Um estudo italiano sobre a decomposição de carcaças de porcos enterrados em cimento foi realizado para explorar alterações macroscópicas e microscópicas de tecidos. O experimento utilizou quatro porcos que morreram de causas naturais, os quais foram colocados em blocos de cimento e analisados após períodos de 1, 2, 3 e 6 meses. A escolha de leitões se deu por sua semelhança anatômica com humanos e pelo tamanho prático para o experimento. A metodologia incluiu análises macroscópicas e histológicas das alterações nos tecidos, documentando as fases de decomposição como putrefação inicial, mumificação e formação de adipocera (conhecido do processo de saponificação).
Os resultados macroscópicos indicaram que a decomposição em cimento inicia-se rapidamente, mas o cimento parece desacelerar o processo em longo prazo. No sexto mês, foi observada uma preservação significativa de tecidos através da formação de adipocera, especialmente em áreas ricas em tecido adiposo. As análises histológicas demonstraram que, mesmo após meses, algumas estruturas, como a derme, permaneciam identificáveis, o que sugere que o cimento retarda as alterações histológicas em comparação a outros ambientes.
Foi destacado que o ambiente de cimento tem propriedades únicas que influenciam a decomposição, como a preservação dos tecidos e a formação de adipocera.
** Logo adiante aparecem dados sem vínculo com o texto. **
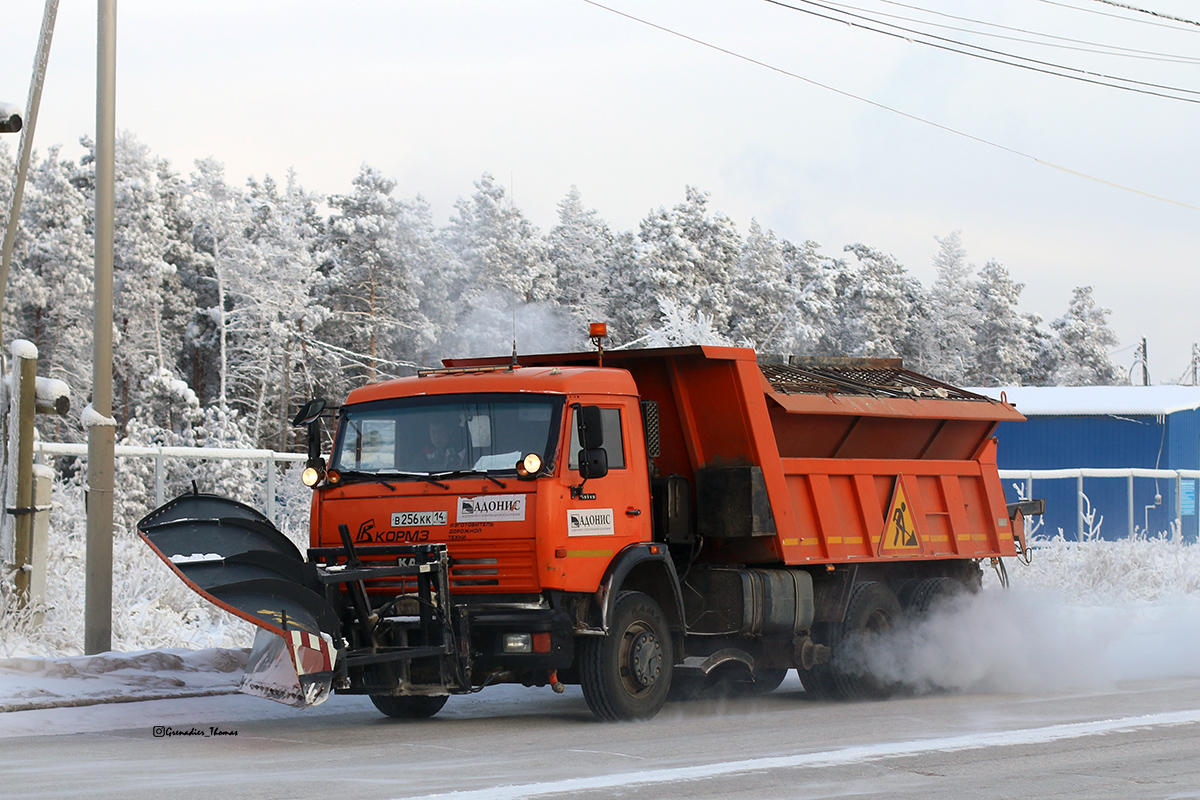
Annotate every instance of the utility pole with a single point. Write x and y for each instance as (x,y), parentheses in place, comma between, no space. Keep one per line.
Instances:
(1145,365)
(97,636)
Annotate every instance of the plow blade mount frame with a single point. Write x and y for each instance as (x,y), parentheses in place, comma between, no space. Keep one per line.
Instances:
(317,629)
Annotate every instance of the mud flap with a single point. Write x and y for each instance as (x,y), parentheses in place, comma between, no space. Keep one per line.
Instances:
(297,669)
(233,557)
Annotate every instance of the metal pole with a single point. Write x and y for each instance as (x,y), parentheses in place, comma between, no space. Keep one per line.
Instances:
(1129,497)
(24,501)
(1079,507)
(270,489)
(27,142)
(101,437)
(1179,501)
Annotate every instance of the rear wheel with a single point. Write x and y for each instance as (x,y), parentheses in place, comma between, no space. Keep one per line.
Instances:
(627,674)
(871,612)
(930,594)
(415,707)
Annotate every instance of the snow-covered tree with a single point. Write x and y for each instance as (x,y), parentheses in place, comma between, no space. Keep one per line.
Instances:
(682,326)
(627,292)
(274,305)
(498,246)
(880,307)
(581,248)
(49,288)
(947,342)
(376,324)
(690,256)
(1084,343)
(1007,344)
(221,220)
(762,295)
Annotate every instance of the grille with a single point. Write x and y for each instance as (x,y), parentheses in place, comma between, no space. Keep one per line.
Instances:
(497,566)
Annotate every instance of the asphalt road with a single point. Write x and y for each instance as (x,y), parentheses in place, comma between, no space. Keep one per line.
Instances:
(1131,741)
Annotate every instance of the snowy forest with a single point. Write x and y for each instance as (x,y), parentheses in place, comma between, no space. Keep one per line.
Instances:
(234,304)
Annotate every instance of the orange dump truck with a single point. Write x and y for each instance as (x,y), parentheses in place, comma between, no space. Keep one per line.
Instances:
(621,521)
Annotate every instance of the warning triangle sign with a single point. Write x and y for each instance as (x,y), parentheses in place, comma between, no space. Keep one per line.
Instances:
(900,534)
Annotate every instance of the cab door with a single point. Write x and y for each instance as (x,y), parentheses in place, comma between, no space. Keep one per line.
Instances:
(615,510)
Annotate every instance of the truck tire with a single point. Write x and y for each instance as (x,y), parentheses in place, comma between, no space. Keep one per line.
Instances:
(413,707)
(930,593)
(873,611)
(627,674)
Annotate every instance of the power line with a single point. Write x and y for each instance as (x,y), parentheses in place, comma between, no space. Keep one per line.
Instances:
(1091,47)
(997,56)
(1102,13)
(883,107)
(1152,13)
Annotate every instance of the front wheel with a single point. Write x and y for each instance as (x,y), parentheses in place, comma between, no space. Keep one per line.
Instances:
(409,707)
(625,675)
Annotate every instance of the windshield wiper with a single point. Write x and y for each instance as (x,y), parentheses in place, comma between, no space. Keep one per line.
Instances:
(465,473)
(378,477)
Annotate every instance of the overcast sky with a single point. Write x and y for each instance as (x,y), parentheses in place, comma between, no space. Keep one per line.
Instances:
(545,94)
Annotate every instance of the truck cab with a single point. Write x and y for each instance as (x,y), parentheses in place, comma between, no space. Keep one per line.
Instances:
(534,479)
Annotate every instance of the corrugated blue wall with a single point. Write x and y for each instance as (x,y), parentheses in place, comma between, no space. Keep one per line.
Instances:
(1107,443)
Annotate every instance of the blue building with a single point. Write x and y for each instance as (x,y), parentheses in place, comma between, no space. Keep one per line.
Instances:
(1107,428)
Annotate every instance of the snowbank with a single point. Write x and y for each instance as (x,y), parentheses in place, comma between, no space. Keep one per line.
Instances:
(29,684)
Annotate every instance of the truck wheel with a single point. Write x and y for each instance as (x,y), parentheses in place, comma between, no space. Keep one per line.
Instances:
(930,593)
(414,707)
(627,674)
(871,612)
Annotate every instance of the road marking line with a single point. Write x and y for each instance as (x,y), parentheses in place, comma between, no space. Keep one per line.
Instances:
(829,758)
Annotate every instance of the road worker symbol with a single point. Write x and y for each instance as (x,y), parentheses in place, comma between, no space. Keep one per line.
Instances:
(900,535)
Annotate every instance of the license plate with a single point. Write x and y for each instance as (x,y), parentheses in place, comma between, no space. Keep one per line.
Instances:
(418,518)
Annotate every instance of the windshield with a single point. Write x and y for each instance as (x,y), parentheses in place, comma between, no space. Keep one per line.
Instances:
(447,433)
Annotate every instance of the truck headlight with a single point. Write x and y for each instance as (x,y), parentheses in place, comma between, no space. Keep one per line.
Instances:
(529,467)
(312,475)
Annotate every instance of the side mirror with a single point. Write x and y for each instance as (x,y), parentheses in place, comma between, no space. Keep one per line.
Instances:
(593,463)
(587,419)
(309,413)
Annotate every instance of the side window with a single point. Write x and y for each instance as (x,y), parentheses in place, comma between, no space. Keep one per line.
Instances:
(613,439)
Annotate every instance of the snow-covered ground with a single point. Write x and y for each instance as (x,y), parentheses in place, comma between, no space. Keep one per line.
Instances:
(1080,615)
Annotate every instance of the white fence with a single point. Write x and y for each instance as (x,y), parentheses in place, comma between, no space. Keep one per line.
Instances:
(1176,475)
(160,455)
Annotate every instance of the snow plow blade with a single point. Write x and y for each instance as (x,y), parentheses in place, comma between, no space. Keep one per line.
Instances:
(233,557)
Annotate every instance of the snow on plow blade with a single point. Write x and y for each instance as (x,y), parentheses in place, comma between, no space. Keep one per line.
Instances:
(233,557)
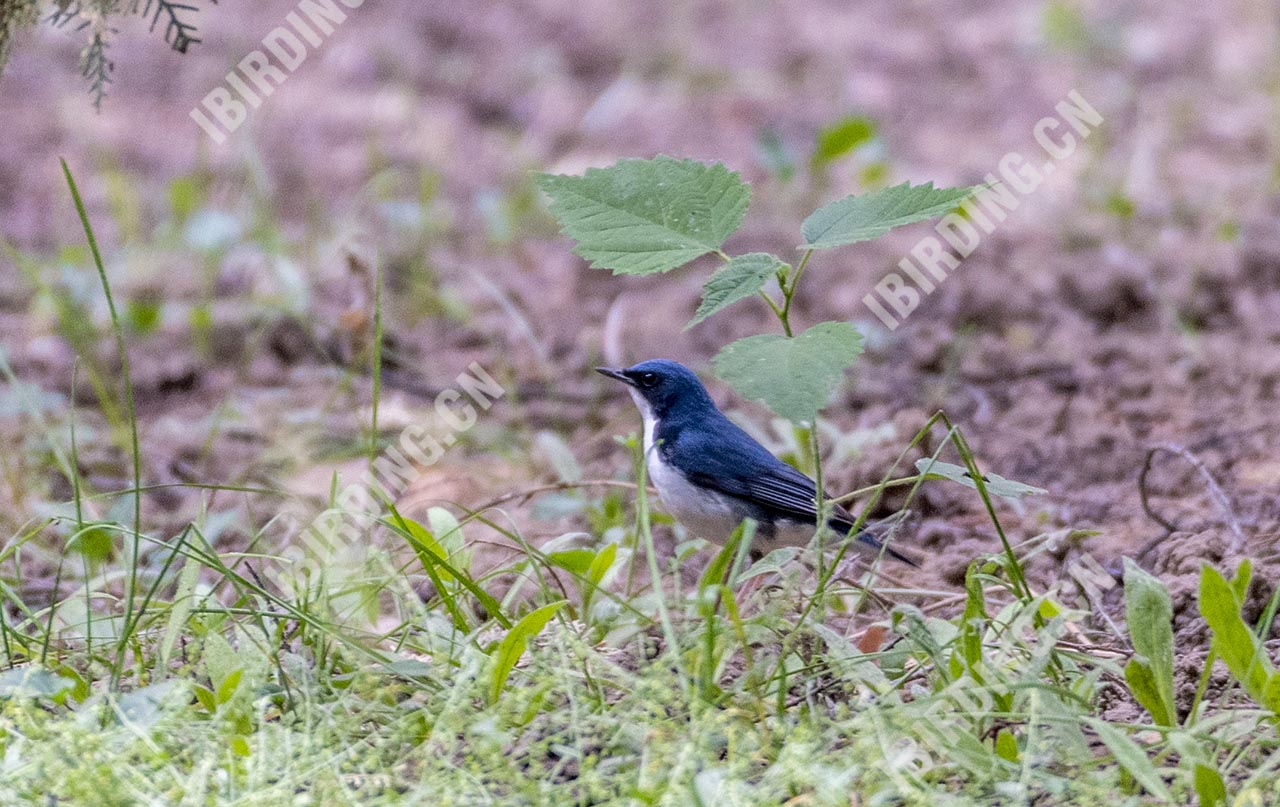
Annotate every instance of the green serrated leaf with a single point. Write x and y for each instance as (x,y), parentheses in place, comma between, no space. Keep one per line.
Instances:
(1151,629)
(995,483)
(792,375)
(737,279)
(1132,757)
(640,217)
(513,644)
(869,215)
Em contraste com outros estudos, os resultados mostram que o cimento pode preservar padrões histológicos que são úteis para análises forenses mesmo após longos períodos. Isso reforça a importância de realizar análises histológicas, mesmo em casos avançados de decomposição.

Considerações finais

Baseados nos casos demonstrados e assim como nesse experimento discutido podemos ver que cimentar o corpo leva a retardar a decomposição e a preservar diversos detalhes do corpo extremamente úteis para a investigação e análise forense. Bem como também é possível identificar a localização do corpo mediante a uma investigação, logicamente esses pontos podem variar de acordo com a técnica empregada e a profundidade a qual o corpo é enterrado, mas esses pontos também irão variar mesmo em um cadáver enterrado em solo.

Referencias

  1. PREUß, J.; STREHLER, M.; DRESSLER, J.; RIßE, M.; ANDERS, S.; MADEA, B. Dumping after homicide using setting in concrete and/or sealing with bricks—Six case reports. Forensic Science International, v. 159, p. 55-60, 2006. DOI: 10.1016/j.forsciint.2005.09.010.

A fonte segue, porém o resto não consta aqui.